I find him near the massive rhino – and a massive queue. Looks like we need to give up our Musee d’Orsay visit, but no matter; it is a glorious day outdoors so we stroll to the Seine and catch up on each other’s lives.

He is looking well, this Frenchman I used to crush on for quite a bit back when we were both working in the same country.

That crush dissolved harmlessly and we remained friends in the same circle. We watched tennis and boxing tournaments ; went dune bashing, smoked shisha under the desert moon and camped on the shores of the Gulf; and spent many a rowdy Thursday night out at our favorite club at the W.

The eve before I left that country, he was the last one to show up at my flat with offers to help pack – I had him weigh the luggage – and I remember before we parted he hugged me warmly and that was nice.

All of which simply means I was enormously delighted to be sitting with him now by the sunlit banks of the Seine, and wasn’t I lucky to have an old friend in Paris today?

We walk some more downriver; everyone is out to enjoy the cornflower skies and radiant sunshine, and the banks are dotted with people and the occasional waterfowl. I stop to say hello to a large swan.

From the brightly shining Seine we wander into the cool, green spaces and lush bowers of the Tuileries. Birds flutter past vivid blooms, and well-trimmed lawns roll gently into the distance; one could almost pretend it was springtime, and not just an exceptionally attractive autumn day.

I would have been happy to walk aimlessly in these gardens until sunset, but then we emerge onto the grounds of the imposing Louvre, where the black-clad patrols strike a discordant note similar to that of the Gare du Nord.

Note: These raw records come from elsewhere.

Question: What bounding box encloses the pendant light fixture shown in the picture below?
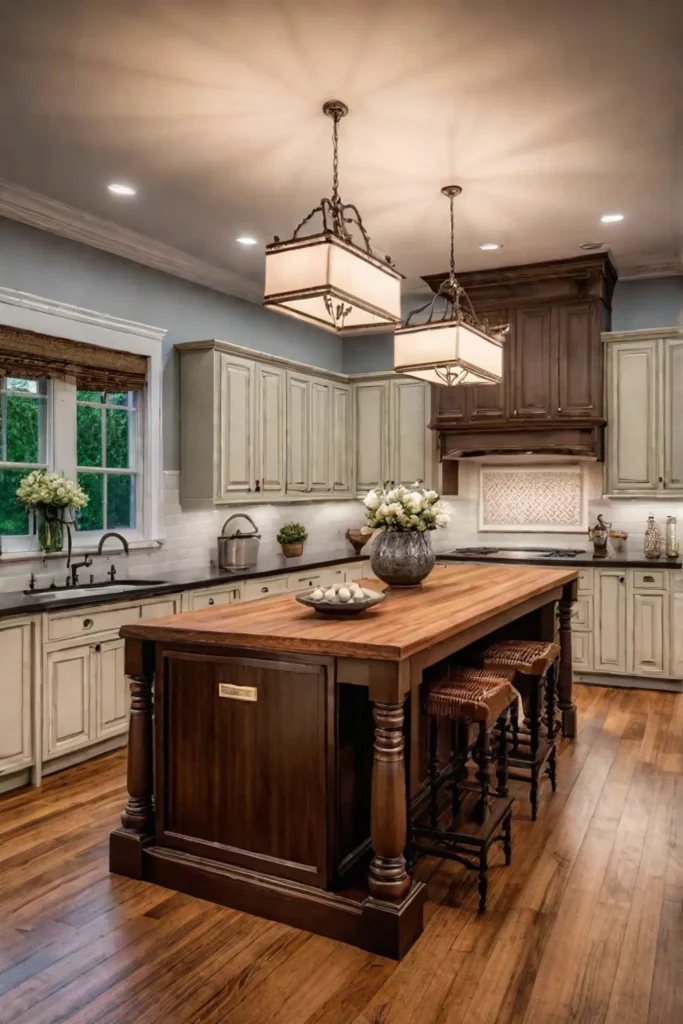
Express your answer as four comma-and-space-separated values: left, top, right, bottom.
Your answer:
393, 185, 508, 387
264, 99, 402, 335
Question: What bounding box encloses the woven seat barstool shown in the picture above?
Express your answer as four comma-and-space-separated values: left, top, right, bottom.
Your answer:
409, 667, 514, 912
481, 640, 560, 821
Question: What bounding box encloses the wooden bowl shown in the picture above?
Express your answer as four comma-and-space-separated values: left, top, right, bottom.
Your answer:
296, 587, 385, 618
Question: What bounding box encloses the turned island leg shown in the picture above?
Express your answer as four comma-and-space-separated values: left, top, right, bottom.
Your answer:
556, 582, 577, 738
110, 640, 155, 879
368, 701, 411, 900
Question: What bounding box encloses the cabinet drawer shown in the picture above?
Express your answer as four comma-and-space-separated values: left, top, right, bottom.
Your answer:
579, 569, 595, 592
47, 604, 140, 640
571, 594, 593, 632
243, 575, 287, 601
287, 569, 333, 590
632, 569, 668, 590
189, 586, 242, 611
571, 633, 593, 672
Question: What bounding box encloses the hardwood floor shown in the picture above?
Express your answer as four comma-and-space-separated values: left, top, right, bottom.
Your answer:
0, 686, 683, 1024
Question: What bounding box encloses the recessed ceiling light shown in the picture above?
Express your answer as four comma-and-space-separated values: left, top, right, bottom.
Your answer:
106, 181, 137, 196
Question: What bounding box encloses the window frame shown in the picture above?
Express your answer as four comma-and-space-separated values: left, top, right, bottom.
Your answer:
0, 286, 167, 552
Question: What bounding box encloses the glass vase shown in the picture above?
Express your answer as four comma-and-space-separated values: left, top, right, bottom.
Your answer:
36, 505, 65, 555
370, 529, 436, 587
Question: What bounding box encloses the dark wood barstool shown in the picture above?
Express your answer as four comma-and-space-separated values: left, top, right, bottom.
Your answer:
480, 640, 560, 821
409, 667, 514, 912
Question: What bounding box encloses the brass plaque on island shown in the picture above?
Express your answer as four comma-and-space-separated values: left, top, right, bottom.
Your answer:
218, 683, 258, 700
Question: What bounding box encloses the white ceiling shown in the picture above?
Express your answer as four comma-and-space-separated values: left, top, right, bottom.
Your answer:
0, 0, 683, 291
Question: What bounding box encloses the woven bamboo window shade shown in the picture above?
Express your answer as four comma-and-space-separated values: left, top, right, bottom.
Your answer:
0, 324, 147, 391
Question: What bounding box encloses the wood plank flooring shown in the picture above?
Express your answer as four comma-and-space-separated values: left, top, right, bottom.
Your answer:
0, 686, 683, 1024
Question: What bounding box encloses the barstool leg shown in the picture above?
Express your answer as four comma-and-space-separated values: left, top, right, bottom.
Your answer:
528, 679, 542, 821
474, 722, 492, 821
496, 709, 508, 797
428, 715, 438, 828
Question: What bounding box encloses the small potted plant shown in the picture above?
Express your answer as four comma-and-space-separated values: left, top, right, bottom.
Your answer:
278, 522, 308, 558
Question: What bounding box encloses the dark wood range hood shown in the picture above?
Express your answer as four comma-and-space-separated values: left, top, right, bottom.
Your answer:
424, 253, 616, 460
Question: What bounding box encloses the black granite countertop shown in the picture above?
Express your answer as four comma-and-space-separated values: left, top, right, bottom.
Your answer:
436, 544, 683, 569
0, 546, 368, 618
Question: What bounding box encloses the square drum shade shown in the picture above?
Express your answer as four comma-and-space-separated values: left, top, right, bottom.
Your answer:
393, 319, 503, 384
263, 234, 401, 334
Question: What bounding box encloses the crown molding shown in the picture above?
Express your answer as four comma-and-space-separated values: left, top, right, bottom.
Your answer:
0, 178, 262, 302
0, 288, 167, 344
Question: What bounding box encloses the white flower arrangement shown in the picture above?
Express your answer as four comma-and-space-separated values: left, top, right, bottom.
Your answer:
16, 469, 89, 509
361, 483, 451, 534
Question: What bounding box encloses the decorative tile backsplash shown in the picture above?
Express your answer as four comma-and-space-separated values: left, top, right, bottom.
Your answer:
479, 465, 588, 534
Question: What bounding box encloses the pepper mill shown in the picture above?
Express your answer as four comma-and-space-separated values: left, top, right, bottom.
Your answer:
645, 515, 661, 558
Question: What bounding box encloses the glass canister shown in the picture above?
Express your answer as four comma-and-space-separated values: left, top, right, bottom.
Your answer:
645, 515, 661, 558
667, 515, 679, 558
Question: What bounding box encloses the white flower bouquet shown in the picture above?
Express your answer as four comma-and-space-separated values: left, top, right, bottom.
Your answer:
16, 469, 88, 509
361, 483, 451, 534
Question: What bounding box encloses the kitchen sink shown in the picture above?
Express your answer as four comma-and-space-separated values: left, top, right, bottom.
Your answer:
24, 580, 165, 601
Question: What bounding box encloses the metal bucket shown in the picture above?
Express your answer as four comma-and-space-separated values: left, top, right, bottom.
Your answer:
218, 512, 261, 569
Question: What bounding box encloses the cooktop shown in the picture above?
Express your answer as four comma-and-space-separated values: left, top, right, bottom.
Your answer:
446, 547, 586, 558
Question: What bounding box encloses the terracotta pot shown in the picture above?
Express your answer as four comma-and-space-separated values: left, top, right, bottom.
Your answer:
280, 541, 303, 558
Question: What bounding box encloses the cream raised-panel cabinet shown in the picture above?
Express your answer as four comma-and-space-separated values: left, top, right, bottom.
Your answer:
593, 569, 627, 675
603, 328, 683, 498
353, 380, 391, 493
0, 618, 36, 776
607, 339, 660, 495
389, 378, 433, 486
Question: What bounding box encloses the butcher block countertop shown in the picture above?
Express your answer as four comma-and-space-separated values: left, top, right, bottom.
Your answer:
121, 563, 578, 662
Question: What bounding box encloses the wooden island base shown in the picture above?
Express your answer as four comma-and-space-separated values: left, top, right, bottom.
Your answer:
110, 828, 427, 959
110, 565, 577, 958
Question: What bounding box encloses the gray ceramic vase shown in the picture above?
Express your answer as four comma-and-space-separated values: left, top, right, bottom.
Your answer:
370, 529, 435, 587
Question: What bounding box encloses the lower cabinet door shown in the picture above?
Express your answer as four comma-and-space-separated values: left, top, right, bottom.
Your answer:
593, 569, 627, 675
43, 644, 97, 760
629, 594, 669, 676
93, 637, 130, 739
571, 631, 593, 672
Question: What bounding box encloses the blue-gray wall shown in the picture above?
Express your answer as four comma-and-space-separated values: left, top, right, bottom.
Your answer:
0, 217, 343, 469
344, 276, 683, 374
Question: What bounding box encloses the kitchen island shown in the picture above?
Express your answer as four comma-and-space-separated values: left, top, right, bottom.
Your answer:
110, 565, 577, 957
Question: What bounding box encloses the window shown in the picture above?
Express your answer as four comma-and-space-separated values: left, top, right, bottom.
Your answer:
0, 377, 48, 537
76, 391, 139, 530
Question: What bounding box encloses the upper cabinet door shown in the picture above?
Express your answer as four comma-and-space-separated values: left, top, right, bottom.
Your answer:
332, 384, 353, 493
556, 302, 602, 418
466, 309, 515, 423
663, 338, 683, 492
255, 364, 286, 497
287, 373, 310, 493
607, 340, 660, 494
216, 353, 256, 499
308, 379, 332, 492
510, 306, 555, 420
389, 379, 431, 486
353, 381, 389, 490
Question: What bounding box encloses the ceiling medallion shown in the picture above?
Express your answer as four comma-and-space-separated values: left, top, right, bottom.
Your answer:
263, 99, 402, 335
393, 185, 508, 387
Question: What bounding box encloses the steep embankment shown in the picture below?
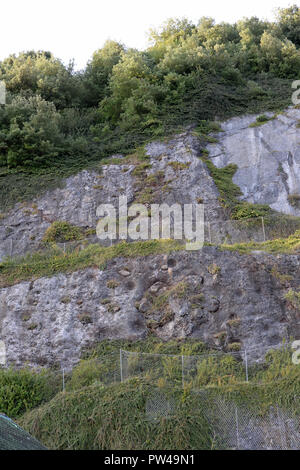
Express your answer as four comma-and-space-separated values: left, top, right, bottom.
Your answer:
0, 247, 300, 367
0, 109, 300, 367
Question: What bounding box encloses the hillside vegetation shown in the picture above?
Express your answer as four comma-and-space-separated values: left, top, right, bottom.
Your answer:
11, 337, 300, 450
0, 5, 300, 208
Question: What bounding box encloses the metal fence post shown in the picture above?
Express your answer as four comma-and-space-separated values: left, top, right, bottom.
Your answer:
207, 222, 211, 243
120, 349, 123, 382
261, 217, 266, 242
235, 406, 240, 450
245, 349, 249, 382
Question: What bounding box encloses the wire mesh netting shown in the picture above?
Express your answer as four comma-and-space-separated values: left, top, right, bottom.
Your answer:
195, 391, 300, 450
0, 414, 46, 450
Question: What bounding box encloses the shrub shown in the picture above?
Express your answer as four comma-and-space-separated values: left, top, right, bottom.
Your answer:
0, 369, 59, 417
43, 220, 83, 243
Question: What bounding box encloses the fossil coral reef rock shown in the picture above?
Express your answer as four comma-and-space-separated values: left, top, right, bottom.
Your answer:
0, 108, 300, 367
207, 108, 300, 216
0, 108, 300, 260
0, 247, 300, 368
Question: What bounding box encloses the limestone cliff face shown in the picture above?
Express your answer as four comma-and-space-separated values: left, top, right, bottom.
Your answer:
0, 247, 300, 368
0, 109, 300, 367
0, 108, 300, 260
207, 108, 300, 216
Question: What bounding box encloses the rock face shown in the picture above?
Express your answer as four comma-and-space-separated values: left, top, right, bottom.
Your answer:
0, 132, 225, 261
0, 108, 300, 261
207, 108, 300, 216
0, 247, 300, 368
0, 109, 300, 367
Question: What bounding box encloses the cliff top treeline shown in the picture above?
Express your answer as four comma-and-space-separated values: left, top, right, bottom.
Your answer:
0, 5, 300, 207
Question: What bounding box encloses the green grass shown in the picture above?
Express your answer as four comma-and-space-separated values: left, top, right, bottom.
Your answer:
0, 240, 185, 287
43, 220, 84, 243
19, 339, 300, 450
220, 230, 300, 254
201, 155, 272, 220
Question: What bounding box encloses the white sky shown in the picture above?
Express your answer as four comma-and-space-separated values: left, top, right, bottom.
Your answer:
0, 0, 297, 69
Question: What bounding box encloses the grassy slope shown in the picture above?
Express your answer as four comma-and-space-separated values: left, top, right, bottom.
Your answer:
19, 341, 300, 450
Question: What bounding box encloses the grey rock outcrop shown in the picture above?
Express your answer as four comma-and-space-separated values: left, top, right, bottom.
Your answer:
207, 108, 300, 216
0, 247, 300, 368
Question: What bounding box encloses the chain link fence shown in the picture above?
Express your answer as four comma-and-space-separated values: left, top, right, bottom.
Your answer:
0, 214, 300, 261
0, 344, 300, 450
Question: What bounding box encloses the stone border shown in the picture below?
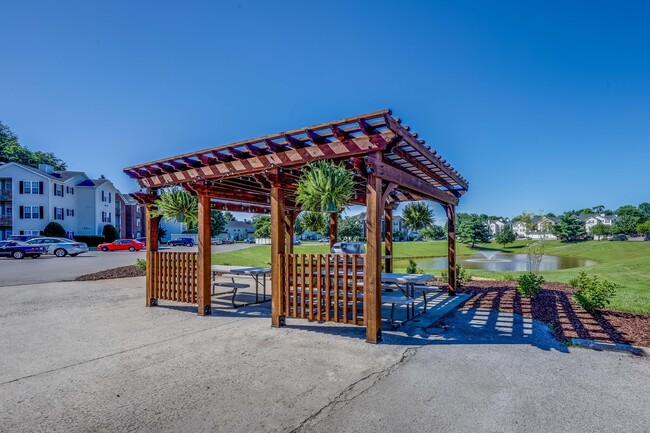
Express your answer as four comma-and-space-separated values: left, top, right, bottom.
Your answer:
570, 338, 650, 358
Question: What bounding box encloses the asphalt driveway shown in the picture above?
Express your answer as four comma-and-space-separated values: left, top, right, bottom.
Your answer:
0, 244, 251, 287
0, 278, 650, 432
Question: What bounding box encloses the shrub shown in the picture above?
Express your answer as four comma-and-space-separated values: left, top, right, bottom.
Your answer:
74, 235, 105, 247
571, 271, 619, 313
135, 259, 147, 271
102, 224, 120, 242
43, 221, 66, 238
406, 259, 424, 274
517, 272, 544, 298
440, 264, 472, 286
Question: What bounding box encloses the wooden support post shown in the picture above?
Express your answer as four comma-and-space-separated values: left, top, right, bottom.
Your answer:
330, 212, 339, 250
145, 203, 160, 307
384, 207, 393, 272
285, 212, 298, 254
363, 169, 384, 343
445, 204, 456, 296
271, 184, 287, 328
196, 193, 212, 316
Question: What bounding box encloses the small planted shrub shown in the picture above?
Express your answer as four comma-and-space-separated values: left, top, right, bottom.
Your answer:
517, 272, 544, 298
571, 271, 619, 313
135, 259, 147, 271
43, 221, 66, 238
440, 264, 472, 286
406, 259, 424, 274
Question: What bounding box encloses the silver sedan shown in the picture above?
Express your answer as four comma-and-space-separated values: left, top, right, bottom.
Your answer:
27, 238, 88, 257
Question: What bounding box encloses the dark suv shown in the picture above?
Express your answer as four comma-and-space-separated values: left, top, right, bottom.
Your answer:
167, 238, 194, 247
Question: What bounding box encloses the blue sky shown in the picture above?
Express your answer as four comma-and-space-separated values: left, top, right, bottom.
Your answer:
0, 0, 650, 221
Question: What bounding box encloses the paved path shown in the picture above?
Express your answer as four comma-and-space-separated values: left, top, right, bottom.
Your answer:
0, 278, 650, 432
0, 244, 251, 286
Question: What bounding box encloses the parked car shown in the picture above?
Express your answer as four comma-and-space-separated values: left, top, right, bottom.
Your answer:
7, 235, 38, 242
0, 240, 47, 259
167, 238, 194, 247
97, 239, 145, 251
331, 242, 366, 254
27, 238, 88, 257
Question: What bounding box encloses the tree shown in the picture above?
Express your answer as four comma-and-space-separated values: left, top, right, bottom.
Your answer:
152, 188, 199, 227
402, 202, 435, 238
253, 215, 271, 239
612, 214, 640, 235
456, 214, 490, 248
591, 224, 612, 239
420, 224, 447, 240
636, 220, 650, 235
300, 211, 328, 233
494, 227, 517, 248
0, 122, 66, 170
43, 221, 66, 238
296, 161, 354, 213
102, 224, 120, 242
210, 210, 226, 236
338, 217, 363, 241
553, 213, 586, 242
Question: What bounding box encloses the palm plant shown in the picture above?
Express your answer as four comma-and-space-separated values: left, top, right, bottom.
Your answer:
296, 161, 354, 213
153, 188, 199, 226
402, 202, 434, 240
300, 211, 327, 233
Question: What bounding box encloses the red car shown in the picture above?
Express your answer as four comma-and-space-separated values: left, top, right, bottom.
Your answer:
97, 239, 145, 251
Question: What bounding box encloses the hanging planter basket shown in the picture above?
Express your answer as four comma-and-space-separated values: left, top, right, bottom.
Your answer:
296, 161, 355, 213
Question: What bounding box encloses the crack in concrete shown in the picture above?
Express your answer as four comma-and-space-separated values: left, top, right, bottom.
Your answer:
290, 346, 424, 433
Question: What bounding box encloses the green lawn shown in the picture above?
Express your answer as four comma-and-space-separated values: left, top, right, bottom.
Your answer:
212, 241, 650, 313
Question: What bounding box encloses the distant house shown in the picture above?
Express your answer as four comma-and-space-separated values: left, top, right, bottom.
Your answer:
578, 213, 618, 233
486, 218, 511, 237
217, 221, 255, 241
512, 217, 557, 239
0, 162, 121, 239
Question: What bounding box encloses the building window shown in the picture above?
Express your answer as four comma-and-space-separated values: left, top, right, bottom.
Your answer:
22, 180, 40, 194
23, 206, 39, 220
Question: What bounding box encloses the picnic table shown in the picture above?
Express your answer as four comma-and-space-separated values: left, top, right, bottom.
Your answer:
381, 272, 433, 328
210, 265, 271, 307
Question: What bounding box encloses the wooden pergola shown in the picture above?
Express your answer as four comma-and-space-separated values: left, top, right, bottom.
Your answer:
124, 110, 468, 343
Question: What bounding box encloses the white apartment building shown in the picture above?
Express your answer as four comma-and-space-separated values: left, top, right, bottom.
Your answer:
0, 162, 119, 239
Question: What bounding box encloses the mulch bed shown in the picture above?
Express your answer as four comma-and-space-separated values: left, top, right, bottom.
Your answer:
458, 281, 650, 347
76, 265, 145, 281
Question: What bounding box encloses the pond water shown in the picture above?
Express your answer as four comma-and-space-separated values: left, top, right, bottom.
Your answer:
416, 250, 596, 272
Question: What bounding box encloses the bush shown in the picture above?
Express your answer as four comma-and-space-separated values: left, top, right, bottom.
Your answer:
440, 264, 472, 286
571, 271, 619, 313
102, 224, 120, 242
517, 272, 544, 298
135, 259, 147, 271
406, 259, 424, 274
43, 221, 67, 238
74, 235, 105, 247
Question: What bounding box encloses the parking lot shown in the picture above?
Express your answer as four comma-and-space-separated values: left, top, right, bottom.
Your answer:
0, 244, 250, 287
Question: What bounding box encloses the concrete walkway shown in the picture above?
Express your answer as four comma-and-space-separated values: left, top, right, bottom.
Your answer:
0, 278, 650, 432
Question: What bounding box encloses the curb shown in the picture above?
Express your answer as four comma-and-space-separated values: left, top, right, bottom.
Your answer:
570, 338, 650, 358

Clearly we have no luck with museums, because it is closed – for the Louis Vuitton show, I find out later, but we are too early to notice any fashion people (I see them preening on Instagram later that day) and street photographers were nowhere in sight yet. Just your average throng of tourists and the grim-faced police who are ostensibly there to keep everyone safe, but also remind me that I can die any moment- and I am not overreacting, that attack in Marseille was only two days ago.

Oh well, one must take the beauty with the specter of sudden, violent death, especially here.

We stop for lunch and bring our food to the sunny park around the Tour St. Jacques. (This visit has been long on takeout and short on fine dining so far, but French to-go is nothing to sniff at, and I truly have a thing for eating on park benches, I don’t know why.)

The rest of the day reads like every tourist’s to-do list: with our boissons, we stroll along the grand Rue de Rivoli and the lively Marais, the even grander Champs-Élysées. Just before the Arc de Triomphe is the embassy of the country where we worked together, and we look up at its flag and have a shared moment of reminiscing.

Is there a more agreeable way to see the sights than this: on foot, coffee in hand, sharing thoughtful conversations with a Frenchman sous le ciel?

Yesterday I thought Paris was charming, whimsical even; today it is magnificent. Everywhere you look is unimaginable, unspeakable grace and beauty that breaks your heart and fills your soul at the same time, over and over again.

And curiously, the song in my head is from the live-action Beauty and the Beast, sung by Belle in Montmartre: This is the Paris of my childhood..

All too soon the day winds down; we duck into a cafe then head into the Salomon de Rothschild public park, because there is always a lovely hideaway whenever you look for it in this city, and a quiet corner where you can watch the golden afternoon deepen into a velvety dusk.

C and I leave the park, walk to the metro, get on the same train. Right before my stop, he gives me the same warm parting hug he gave me two years ago and promises to see me on my next trip to France.

(And I think, as I disembark, that I may be smiling just a little.)

💙🍁🇫🇷

This was my perfect Parisian day, and the memory of it will always be aglow with that peculiar warm autumn joy.